The “American delegation” perfectly symbolized Moscow’s diminished stature. Russia touted the first official U.S. presence since 2017, led by Rodney Mims Cook Jr. and featuring Steven Seagal and Candace Owens. Secretary of State Marco Rubio said he was unaware of it. The contrast with SPIEF’s glory days of Goldman Sachs and ExxonMobil executives was stark. Even Seagal refused interviews with Russian media.
Economic forums are meant to project stability and attract capital. SPIEF 2026 projected weakness. It exposed a country whose strategists openly plan for generational war, whose second city faces precision strikes, and whose government shifts war costs onto its citizens.

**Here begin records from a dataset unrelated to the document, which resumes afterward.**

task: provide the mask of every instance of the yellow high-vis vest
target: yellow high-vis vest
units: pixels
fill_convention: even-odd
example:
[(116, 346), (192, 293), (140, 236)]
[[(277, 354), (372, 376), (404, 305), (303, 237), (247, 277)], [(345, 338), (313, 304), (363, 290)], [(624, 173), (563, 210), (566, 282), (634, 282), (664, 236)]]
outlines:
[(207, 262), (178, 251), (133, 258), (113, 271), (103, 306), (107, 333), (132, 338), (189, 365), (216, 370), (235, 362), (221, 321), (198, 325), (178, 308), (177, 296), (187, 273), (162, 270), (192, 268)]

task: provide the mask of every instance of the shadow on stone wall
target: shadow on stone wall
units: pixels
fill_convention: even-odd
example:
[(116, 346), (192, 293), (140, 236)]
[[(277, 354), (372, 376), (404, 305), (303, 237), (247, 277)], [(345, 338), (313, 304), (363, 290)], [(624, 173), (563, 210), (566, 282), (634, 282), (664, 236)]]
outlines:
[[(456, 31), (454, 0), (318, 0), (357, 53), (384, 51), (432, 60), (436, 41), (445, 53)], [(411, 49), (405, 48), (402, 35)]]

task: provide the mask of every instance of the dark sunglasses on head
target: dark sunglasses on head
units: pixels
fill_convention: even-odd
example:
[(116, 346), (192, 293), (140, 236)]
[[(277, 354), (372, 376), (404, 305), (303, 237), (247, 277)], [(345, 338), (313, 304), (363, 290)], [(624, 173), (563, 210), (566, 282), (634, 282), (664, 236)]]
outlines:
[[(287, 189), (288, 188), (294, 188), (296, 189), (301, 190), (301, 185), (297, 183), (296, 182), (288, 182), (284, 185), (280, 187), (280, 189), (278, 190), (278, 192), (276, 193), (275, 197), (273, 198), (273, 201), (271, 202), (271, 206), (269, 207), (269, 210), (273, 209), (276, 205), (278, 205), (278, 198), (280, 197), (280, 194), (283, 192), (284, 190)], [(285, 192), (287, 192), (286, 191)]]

As NATO’s Mark Rutte noted, Ukraine increasingly sets the conditions for Russia’s own events. After four years of a war supposed to end in days, Ukrainian drones struck St. Petersburg while Putin hosted global investors. No amount of branding can hide the obvious: Russia’s war is not going according to plan — and the world was watching.
Emzari Gelashvili is a former member of the Georgian Parliament and senior counterintelligence official. He is an independent geopolitical analyst based in San Francisco.